А потом раздался странный звук, словно еще кто-то новый, человек или зверь, поднялся к ним наверх. Раздалось мычание; мычал Роджер Каменщик. Он сидел у стены, уставившись прямо перед собой, словно мог видеть сквозь камень.

– Роджер!

Тяжесть, молчание.

– Сын мой!

Легкость, молчание.

Мастер боком, как краб, пополз по доскам и, нашаривая руками путь, скрылся из виду. Было слышно, как он спускается все ниже и ниже; и по мере того, как он удалялся, мычание становилось пронзительней, перешло в визг, погом в пение, похожее на пение камней. И снова стало тихо.

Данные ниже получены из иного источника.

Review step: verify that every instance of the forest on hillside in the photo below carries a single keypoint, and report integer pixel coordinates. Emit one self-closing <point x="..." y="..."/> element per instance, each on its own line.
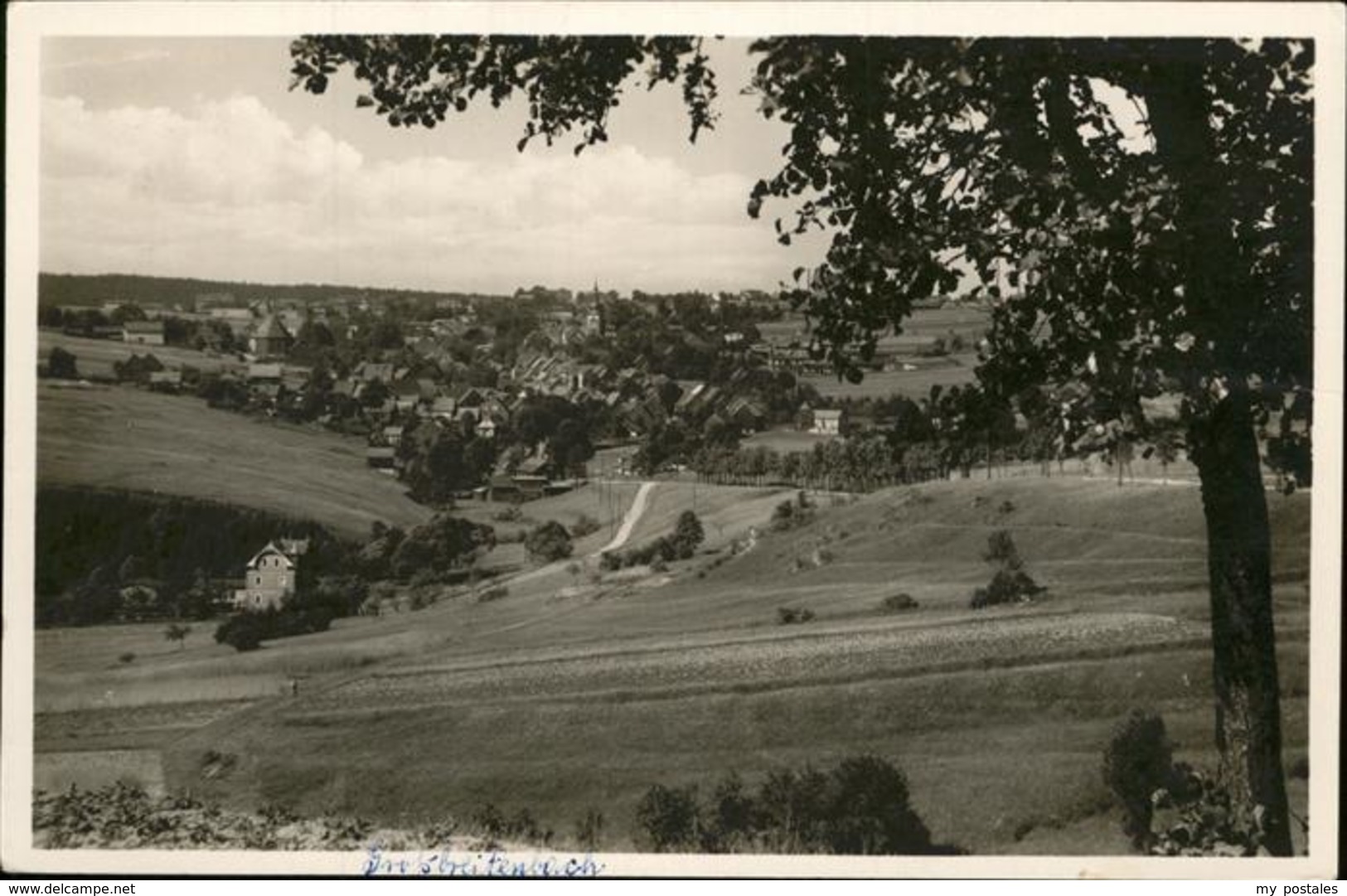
<point x="90" y="543"/>
<point x="93" y="290"/>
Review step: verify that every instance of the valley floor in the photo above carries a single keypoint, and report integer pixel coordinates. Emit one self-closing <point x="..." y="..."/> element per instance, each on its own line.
<point x="578" y="691"/>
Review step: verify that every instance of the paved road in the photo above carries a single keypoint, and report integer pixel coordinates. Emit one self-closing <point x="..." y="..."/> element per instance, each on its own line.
<point x="633" y="516"/>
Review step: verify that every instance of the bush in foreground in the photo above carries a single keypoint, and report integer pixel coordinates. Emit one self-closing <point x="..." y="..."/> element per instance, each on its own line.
<point x="860" y="807"/>
<point x="1137" y="763"/>
<point x="247" y="631"/>
<point x="1010" y="584"/>
<point x="899" y="603"/>
<point x="549" y="542"/>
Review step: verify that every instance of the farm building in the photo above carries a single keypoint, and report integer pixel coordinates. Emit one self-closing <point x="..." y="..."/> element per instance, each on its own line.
<point x="271" y="574"/>
<point x="269" y="338"/>
<point x="143" y="332"/>
<point x="827" y="422"/>
<point x="381" y="457"/>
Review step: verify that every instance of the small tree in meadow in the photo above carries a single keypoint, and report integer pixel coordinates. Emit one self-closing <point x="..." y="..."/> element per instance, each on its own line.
<point x="1010" y="584"/>
<point x="178" y="632"/>
<point x="689" y="534"/>
<point x="549" y="542"/>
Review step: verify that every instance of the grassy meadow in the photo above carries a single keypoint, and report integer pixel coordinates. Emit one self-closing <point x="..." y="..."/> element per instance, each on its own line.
<point x="143" y="441"/>
<point x="578" y="690"/>
<point x="94" y="357"/>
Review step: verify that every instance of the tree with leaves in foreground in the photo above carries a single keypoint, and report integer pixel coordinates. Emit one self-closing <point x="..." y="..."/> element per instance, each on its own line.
<point x="1167" y="249"/>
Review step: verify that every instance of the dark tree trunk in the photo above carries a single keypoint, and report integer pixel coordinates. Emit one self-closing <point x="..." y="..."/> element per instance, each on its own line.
<point x="1224" y="449"/>
<point x="1243" y="643"/>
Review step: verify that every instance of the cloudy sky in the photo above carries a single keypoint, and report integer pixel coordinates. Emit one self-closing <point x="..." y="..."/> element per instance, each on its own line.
<point x="189" y="157"/>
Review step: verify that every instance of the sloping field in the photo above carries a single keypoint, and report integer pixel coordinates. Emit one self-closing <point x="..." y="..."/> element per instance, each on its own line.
<point x="133" y="439"/>
<point x="726" y="511"/>
<point x="569" y="695"/>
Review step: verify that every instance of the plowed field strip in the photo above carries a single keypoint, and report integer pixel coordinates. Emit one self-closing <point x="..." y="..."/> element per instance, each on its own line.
<point x="842" y="656"/>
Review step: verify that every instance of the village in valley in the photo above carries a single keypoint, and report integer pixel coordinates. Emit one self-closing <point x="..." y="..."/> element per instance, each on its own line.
<point x="584" y="538"/>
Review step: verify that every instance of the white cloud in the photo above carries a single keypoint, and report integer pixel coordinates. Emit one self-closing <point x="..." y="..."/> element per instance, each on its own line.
<point x="228" y="189"/>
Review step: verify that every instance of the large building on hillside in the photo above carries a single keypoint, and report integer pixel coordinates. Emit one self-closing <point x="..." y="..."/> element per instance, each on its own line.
<point x="269" y="338"/>
<point x="269" y="579"/>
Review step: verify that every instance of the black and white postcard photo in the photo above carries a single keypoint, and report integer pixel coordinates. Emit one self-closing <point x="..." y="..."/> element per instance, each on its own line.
<point x="581" y="439"/>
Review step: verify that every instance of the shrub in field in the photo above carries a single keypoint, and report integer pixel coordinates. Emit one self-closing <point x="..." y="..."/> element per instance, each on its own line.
<point x="866" y="810"/>
<point x="687" y="534"/>
<point x="589" y="829"/>
<point x="124" y="816"/>
<point x="898" y="603"/>
<point x="861" y="806"/>
<point x="241" y="632"/>
<point x="247" y="631"/>
<point x="791" y="616"/>
<point x="492" y="824"/>
<point x="493" y="593"/>
<point x="1137" y="763"/>
<point x="670" y="818"/>
<point x="177" y="632"/>
<point x="793" y="514"/>
<point x="549" y="542"/>
<point x="1010" y="584"/>
<point x="733" y="824"/>
<point x="584" y="525"/>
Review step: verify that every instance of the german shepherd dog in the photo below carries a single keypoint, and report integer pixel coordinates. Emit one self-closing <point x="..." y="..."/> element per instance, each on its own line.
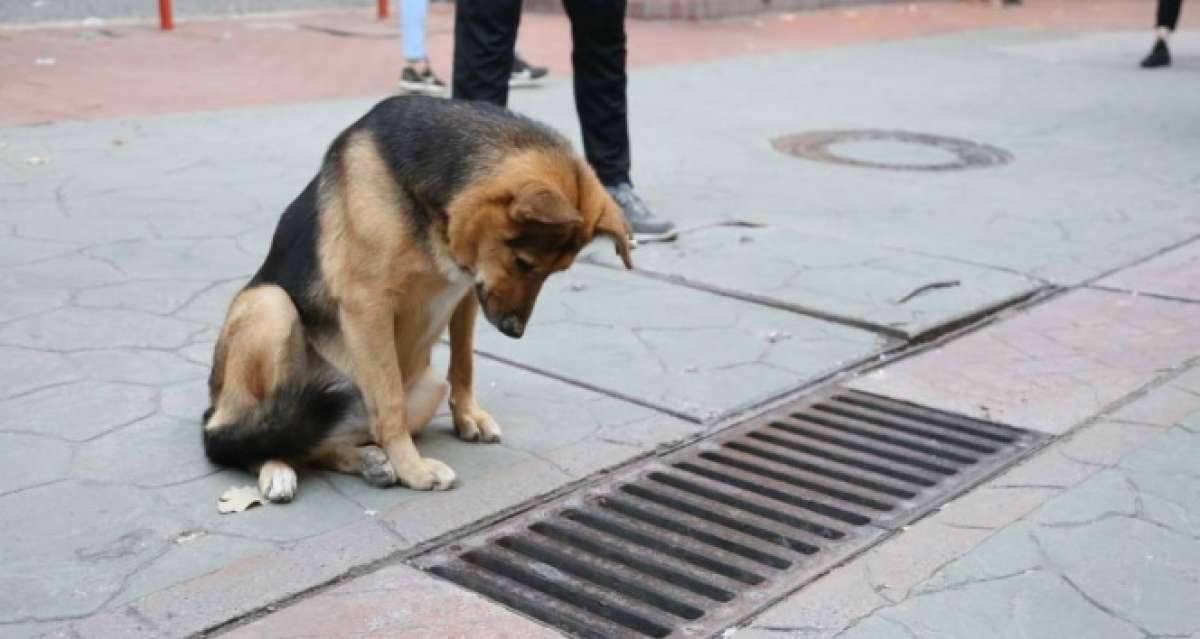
<point x="423" y="211"/>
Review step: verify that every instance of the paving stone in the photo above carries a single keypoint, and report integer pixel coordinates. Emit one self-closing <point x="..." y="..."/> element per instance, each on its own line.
<point x="1029" y="605"/>
<point x="138" y="366"/>
<point x="29" y="460"/>
<point x="624" y="339"/>
<point x="853" y="280"/>
<point x="1150" y="578"/>
<point x="1053" y="366"/>
<point x="191" y="554"/>
<point x="395" y="602"/>
<point x="187" y="260"/>
<point x="157" y="451"/>
<point x="67" y="329"/>
<point x="317" y="507"/>
<point x="257" y="581"/>
<point x="1161" y="407"/>
<point x="79" y="411"/>
<point x="157" y="297"/>
<point x="1174" y="453"/>
<point x="24" y="370"/>
<point x="833" y="602"/>
<point x="1104" y="443"/>
<point x="1173" y="274"/>
<point x="1107" y="494"/>
<point x="88" y="538"/>
<point x="21" y="250"/>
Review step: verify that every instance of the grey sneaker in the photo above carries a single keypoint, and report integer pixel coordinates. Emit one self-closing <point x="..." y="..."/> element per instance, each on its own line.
<point x="646" y="226"/>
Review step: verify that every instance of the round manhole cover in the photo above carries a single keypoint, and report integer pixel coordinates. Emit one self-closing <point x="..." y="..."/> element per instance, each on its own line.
<point x="895" y="150"/>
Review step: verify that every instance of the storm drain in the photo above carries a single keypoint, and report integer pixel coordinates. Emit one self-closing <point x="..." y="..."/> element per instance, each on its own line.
<point x="690" y="543"/>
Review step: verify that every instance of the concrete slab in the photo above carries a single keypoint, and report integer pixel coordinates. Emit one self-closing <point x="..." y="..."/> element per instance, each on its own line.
<point x="1093" y="561"/>
<point x="396" y="602"/>
<point x="1174" y="274"/>
<point x="639" y="338"/>
<point x="1054" y="365"/>
<point x="858" y="281"/>
<point x="984" y="538"/>
<point x="1116" y="49"/>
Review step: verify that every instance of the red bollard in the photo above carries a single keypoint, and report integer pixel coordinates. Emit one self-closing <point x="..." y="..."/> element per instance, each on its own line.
<point x="166" y="22"/>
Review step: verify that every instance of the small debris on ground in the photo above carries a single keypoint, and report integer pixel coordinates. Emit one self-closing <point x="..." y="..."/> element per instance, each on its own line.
<point x="775" y="336"/>
<point x="187" y="536"/>
<point x="239" y="499"/>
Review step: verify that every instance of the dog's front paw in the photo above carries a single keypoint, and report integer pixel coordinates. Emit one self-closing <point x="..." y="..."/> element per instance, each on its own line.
<point x="475" y="425"/>
<point x="377" y="467"/>
<point x="426" y="473"/>
<point x="277" y="482"/>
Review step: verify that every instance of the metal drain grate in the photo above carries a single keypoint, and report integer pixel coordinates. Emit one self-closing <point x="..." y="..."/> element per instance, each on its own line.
<point x="694" y="542"/>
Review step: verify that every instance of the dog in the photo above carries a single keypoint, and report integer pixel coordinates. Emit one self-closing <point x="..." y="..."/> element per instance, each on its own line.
<point x="423" y="213"/>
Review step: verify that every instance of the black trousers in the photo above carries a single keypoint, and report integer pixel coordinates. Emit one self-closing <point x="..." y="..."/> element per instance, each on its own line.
<point x="485" y="34"/>
<point x="1169" y="13"/>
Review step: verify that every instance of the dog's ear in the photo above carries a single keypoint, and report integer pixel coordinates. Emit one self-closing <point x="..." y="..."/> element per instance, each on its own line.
<point x="539" y="204"/>
<point x="613" y="225"/>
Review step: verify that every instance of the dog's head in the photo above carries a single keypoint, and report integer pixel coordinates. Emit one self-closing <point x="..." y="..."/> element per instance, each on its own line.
<point x="532" y="221"/>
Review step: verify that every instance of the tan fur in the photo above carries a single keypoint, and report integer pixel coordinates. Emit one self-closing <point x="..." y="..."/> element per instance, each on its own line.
<point x="394" y="296"/>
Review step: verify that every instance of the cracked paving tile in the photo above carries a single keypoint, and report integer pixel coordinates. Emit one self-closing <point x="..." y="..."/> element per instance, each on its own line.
<point x="1073" y="357"/>
<point x="29" y="460"/>
<point x="317" y="507"/>
<point x="78" y="329"/>
<point x="844" y="278"/>
<point x="625" y="340"/>
<point x="168" y="452"/>
<point x="1027" y="605"/>
<point x="184" y="260"/>
<point x="24" y="370"/>
<point x="78" y="411"/>
<point x="138" y="366"/>
<point x="54" y="567"/>
<point x="1150" y="578"/>
<point x="155" y="297"/>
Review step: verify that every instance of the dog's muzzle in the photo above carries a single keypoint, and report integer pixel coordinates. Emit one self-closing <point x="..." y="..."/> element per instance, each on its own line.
<point x="511" y="326"/>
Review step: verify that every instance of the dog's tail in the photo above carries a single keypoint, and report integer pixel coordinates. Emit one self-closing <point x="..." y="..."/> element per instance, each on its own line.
<point x="287" y="425"/>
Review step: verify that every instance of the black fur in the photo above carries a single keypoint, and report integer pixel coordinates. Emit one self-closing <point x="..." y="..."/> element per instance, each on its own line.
<point x="287" y="425"/>
<point x="433" y="148"/>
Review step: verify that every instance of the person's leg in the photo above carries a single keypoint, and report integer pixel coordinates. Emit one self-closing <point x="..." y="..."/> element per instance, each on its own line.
<point x="485" y="33"/>
<point x="598" y="33"/>
<point x="1167" y="19"/>
<point x="412" y="22"/>
<point x="1168" y="15"/>
<point x="418" y="76"/>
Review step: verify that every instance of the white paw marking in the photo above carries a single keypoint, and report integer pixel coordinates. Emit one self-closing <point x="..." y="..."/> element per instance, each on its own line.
<point x="282" y="485"/>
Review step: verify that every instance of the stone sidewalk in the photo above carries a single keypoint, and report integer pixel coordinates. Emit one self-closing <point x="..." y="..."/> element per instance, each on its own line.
<point x="123" y="239"/>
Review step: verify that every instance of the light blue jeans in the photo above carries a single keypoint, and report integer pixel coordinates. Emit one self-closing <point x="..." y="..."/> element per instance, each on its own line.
<point x="412" y="23"/>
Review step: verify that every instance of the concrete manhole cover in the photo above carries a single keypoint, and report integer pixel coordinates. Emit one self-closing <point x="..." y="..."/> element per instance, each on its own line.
<point x="894" y="150"/>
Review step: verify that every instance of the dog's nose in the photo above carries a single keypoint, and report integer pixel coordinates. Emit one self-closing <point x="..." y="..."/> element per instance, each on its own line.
<point x="513" y="326"/>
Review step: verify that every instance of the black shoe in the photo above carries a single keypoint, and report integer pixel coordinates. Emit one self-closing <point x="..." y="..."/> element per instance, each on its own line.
<point x="646" y="226"/>
<point x="1158" y="55"/>
<point x="526" y="75"/>
<point x="423" y="83"/>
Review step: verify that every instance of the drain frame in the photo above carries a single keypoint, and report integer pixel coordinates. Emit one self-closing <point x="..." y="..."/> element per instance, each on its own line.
<point x="708" y="515"/>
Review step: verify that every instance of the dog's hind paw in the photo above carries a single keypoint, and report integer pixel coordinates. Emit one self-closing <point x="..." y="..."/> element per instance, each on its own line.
<point x="277" y="482"/>
<point x="427" y="475"/>
<point x="475" y="425"/>
<point x="377" y="467"/>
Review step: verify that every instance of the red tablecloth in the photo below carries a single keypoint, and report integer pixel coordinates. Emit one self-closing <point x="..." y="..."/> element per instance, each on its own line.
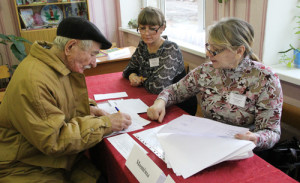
<point x="248" y="170"/>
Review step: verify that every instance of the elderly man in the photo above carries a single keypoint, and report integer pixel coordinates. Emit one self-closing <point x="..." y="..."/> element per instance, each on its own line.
<point x="46" y="117"/>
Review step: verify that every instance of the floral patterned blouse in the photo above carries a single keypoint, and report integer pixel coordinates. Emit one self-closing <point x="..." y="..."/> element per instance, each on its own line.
<point x="169" y="70"/>
<point x="255" y="87"/>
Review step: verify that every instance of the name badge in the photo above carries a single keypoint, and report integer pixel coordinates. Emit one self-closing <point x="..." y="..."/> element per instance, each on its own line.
<point x="237" y="99"/>
<point x="154" y="62"/>
<point x="143" y="168"/>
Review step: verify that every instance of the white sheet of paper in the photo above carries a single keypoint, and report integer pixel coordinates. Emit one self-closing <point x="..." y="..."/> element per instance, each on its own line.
<point x="119" y="53"/>
<point x="169" y="179"/>
<point x="124" y="144"/>
<point x="138" y="106"/>
<point x="188" y="155"/>
<point x="110" y="95"/>
<point x="134" y="105"/>
<point x="192" y="125"/>
<point x="148" y="138"/>
<point x="143" y="168"/>
<point x="192" y="144"/>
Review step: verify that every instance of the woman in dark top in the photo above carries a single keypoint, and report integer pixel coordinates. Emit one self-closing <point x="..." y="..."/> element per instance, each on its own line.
<point x="157" y="62"/>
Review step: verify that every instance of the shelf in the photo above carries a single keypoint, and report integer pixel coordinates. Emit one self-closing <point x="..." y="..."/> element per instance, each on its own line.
<point x="43" y="4"/>
<point x="39" y="20"/>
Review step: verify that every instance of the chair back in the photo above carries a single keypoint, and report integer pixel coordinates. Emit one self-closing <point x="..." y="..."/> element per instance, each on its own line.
<point x="4" y="80"/>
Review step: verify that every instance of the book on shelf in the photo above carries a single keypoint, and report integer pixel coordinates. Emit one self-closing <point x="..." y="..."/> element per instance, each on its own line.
<point x="27" y="17"/>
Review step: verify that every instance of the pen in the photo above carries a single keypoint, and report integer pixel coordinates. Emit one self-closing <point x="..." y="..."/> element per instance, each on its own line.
<point x="117" y="109"/>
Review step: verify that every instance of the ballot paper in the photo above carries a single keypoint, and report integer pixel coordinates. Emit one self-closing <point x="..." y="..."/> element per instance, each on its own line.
<point x="190" y="144"/>
<point x="110" y="95"/>
<point x="124" y="144"/>
<point x="129" y="106"/>
<point x="149" y="139"/>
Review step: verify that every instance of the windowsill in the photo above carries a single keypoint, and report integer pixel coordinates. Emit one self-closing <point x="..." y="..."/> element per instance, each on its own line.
<point x="184" y="47"/>
<point x="291" y="75"/>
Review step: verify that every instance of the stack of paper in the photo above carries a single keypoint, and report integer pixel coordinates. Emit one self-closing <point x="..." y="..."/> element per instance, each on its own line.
<point x="191" y="144"/>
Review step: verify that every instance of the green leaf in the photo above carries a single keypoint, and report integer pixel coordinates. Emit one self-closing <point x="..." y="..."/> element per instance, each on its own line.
<point x="17" y="53"/>
<point x="4" y="37"/>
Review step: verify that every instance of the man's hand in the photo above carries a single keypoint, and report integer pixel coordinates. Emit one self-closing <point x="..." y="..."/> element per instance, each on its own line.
<point x="247" y="136"/>
<point x="119" y="121"/>
<point x="135" y="80"/>
<point x="157" y="111"/>
<point x="95" y="111"/>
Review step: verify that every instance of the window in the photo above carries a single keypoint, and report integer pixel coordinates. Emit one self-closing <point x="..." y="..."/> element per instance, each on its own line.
<point x="185" y="21"/>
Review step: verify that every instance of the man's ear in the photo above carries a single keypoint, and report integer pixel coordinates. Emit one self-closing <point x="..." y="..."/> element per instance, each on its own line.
<point x="241" y="50"/>
<point x="70" y="44"/>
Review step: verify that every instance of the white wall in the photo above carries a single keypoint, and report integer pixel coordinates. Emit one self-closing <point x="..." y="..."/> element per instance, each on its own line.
<point x="279" y="33"/>
<point x="130" y="9"/>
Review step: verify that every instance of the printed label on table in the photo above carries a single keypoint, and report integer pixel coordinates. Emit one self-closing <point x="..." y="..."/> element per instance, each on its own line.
<point x="143" y="168"/>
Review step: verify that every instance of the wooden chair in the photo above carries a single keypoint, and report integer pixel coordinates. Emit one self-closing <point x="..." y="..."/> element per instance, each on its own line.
<point x="4" y="79"/>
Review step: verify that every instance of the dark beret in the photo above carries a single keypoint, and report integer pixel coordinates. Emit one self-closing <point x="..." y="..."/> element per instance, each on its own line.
<point x="82" y="29"/>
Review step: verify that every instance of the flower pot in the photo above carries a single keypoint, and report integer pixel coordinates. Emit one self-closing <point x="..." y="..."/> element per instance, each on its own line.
<point x="297" y="58"/>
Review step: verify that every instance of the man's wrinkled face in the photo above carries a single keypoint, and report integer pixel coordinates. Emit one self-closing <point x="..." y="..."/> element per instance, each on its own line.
<point x="79" y="59"/>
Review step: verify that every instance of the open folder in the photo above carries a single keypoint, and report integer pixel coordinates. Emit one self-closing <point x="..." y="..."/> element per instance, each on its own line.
<point x="191" y="144"/>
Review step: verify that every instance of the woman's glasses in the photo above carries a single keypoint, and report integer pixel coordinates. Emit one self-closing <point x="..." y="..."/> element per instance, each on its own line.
<point x="152" y="31"/>
<point x="214" y="53"/>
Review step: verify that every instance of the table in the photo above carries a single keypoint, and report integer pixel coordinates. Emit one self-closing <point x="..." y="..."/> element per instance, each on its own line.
<point x="107" y="65"/>
<point x="249" y="170"/>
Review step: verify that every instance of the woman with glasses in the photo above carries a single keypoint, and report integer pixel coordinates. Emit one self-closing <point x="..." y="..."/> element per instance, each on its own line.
<point x="157" y="62"/>
<point x="235" y="88"/>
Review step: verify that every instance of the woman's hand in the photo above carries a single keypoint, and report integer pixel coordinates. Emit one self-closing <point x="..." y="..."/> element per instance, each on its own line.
<point x="135" y="80"/>
<point x="247" y="136"/>
<point x="157" y="111"/>
<point x="119" y="121"/>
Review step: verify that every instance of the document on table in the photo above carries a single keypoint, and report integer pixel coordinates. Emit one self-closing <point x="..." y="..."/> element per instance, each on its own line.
<point x="129" y="106"/>
<point x="190" y="144"/>
<point x="124" y="105"/>
<point x="124" y="143"/>
<point x="149" y="139"/>
<point x="110" y="95"/>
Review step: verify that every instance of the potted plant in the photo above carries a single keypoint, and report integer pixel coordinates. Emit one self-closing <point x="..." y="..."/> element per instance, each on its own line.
<point x="295" y="59"/>
<point x="18" y="49"/>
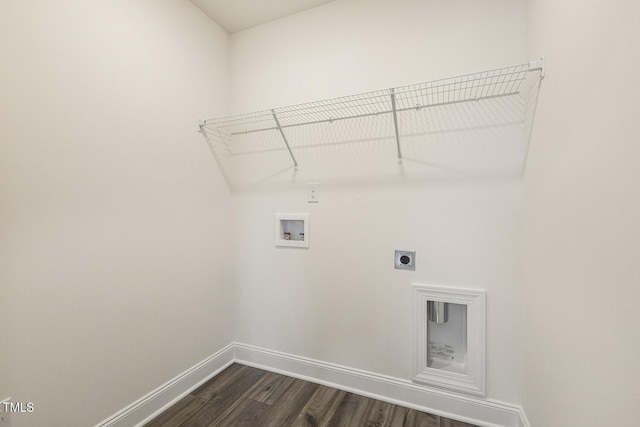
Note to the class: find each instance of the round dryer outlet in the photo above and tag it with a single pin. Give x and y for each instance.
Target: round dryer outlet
(405, 260)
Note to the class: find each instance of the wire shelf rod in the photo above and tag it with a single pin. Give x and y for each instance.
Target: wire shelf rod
(399, 110)
(395, 123)
(275, 117)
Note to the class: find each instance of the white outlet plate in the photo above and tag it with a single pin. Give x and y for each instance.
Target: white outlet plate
(405, 260)
(313, 192)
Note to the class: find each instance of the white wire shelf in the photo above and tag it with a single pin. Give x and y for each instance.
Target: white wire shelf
(241, 134)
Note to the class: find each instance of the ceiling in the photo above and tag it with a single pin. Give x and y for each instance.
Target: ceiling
(238, 15)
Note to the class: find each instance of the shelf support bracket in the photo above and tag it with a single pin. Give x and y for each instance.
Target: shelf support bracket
(275, 117)
(537, 65)
(395, 124)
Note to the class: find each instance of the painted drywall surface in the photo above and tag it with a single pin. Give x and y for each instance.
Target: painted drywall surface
(114, 219)
(371, 45)
(341, 301)
(581, 229)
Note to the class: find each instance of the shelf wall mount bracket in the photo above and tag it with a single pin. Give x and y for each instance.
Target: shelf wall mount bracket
(275, 117)
(395, 124)
(537, 65)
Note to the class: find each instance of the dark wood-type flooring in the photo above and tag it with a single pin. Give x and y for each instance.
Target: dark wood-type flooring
(245, 396)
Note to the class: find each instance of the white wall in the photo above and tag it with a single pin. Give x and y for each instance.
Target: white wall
(113, 217)
(581, 252)
(341, 301)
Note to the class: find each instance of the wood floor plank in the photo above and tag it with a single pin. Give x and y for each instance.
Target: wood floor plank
(399, 417)
(378, 414)
(225, 400)
(421, 419)
(320, 408)
(245, 396)
(446, 422)
(271, 388)
(247, 413)
(179, 412)
(220, 381)
(285, 410)
(350, 412)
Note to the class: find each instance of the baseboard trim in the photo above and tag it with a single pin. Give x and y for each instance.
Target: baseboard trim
(479, 411)
(148, 407)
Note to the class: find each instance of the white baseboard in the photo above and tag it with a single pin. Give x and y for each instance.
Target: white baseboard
(479, 411)
(148, 407)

И вдруг все засмеялись, вереща, завывая, до крови колотя кулаками по камню и дереву; в полутемном конусе вспыхнуло яркое пламя любви, зажигая души. Сама воля отверзла уста Джослина среди этого пламени и пообещала рабочим прибавку, а они обнимали его тощее тело, которые было лишь сосудом воли.

Теперь ему еще легче стало пренебрегать тем, что происходило внизу, а это было необходимо, потому что, когда опоры начали гнуться, люди внизу попробовали вмешаться, и ему оставалось только смотреть сквозь них на шпиль, и ждать, пока они уйдут. Скованный своей волей, он слышал, как горожане проклинают его за то, что богослужения в соборе прекратились. Его проклинали даже безбожники. Люди стояли у входа и смотрели через весь неф на опоры. Когда он проходил мимо, истерзанный борьбой ангела с диаволом, они не осмеливались проклинать его открыто, но что-то бормотали за его спиной. Он знал, о чем они говорят, потому что сам видел, как согнулись опоры. Не было сомнения, что Джеан прав. Цельный камень не может гнуться, и все-таки он гнулся. Если смотреть вдоль нефа, то на фоне окон глаз явственно видел, как две соседние опоры выгнулись и сблизились едва заметно, хотя смотреть приходилось долго и внимательно. Одно было хорошо. Чем сильней гнулись опоры, тем меньше они пели. К середине лета они, казалось, вообще перестали и гнуться и петь, но Джеан сказал, что они просто дожидаются осенней непогоды и уж он-то постарается к тому времени убраться отсюда. А пока что это постарались сделать все, кроме строителей и человека, приносившего им удачу.

Работа наверху спорилась, словно каждый уже ощущал на своем лице дыхание осенних ветров. Никого еще Джослин не знал так хорошо, как этих людей, – он теперь знал их всех, от немого до Джеана. Он стал среди них своим. Он жался к стене, всегда ощущая за спиной своего ангела, а потом сам начал таскать камни и бревна, тянул вместе с другими канаты или наваливался на рычаг. Рабочие звали его «отец», но относились к нему снисходительно, как к ребенку. Когда стало совсем тесно и в этой тесноте бился исступленный смех, ему поручали металлическое зеркало, которое отражало свет внутрь шпиля. Он гордился этим почти до слез, хотя сам не знал почему. Он сидел на корточках и держал зеркало, а старший плотник, лежа на спине, подгонял венцы.